Rappeler cette évidence était utile, à l'heure où l'immigration africaine cherche sa place au sein d'un « peuple européen de race blanche, de culture grecque et latine et de religion chrétienne » (Charles de Gaulle, 1959). La surreprésentation « black-beur » de l'équipe de France a certes donné une image inexacte de la physionomie du pays. Mais la réalité multiethnique autorisait cet artifice.

Le patriotisme des Bleus (majoritairement originaires de l'outre-mer) incitera-t-il les compatriotes issus de l'immigration à les suivre, au-delà des enjeux sportifs ? Si l'administration se contente de la carte d'identité pour reconnaître un Français, l'âme de la nation se nourrit de passions et d'idéaux partagés.

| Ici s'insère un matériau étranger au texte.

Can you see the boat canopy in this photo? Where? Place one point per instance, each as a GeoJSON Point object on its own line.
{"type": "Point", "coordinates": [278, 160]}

Or la France chamboulée peine à se faire désirer autrement que pour ses sous.

Faire aimer un pays qui ne s'aime pas : voilà le problème posé à l'Hexagone, honteux dans la défense de sa propre identité. Jacques Chirac, dernièrement lors d'une cérémonie de naturalisation d'étrangers : « Devenir Français, c'est un honneur. (...) C'est aussi respecter la loi et s'intégrer pleinement à la communauté nationale, en particulier en maîtrisant sa langue. » Se contenter de ce minimum ?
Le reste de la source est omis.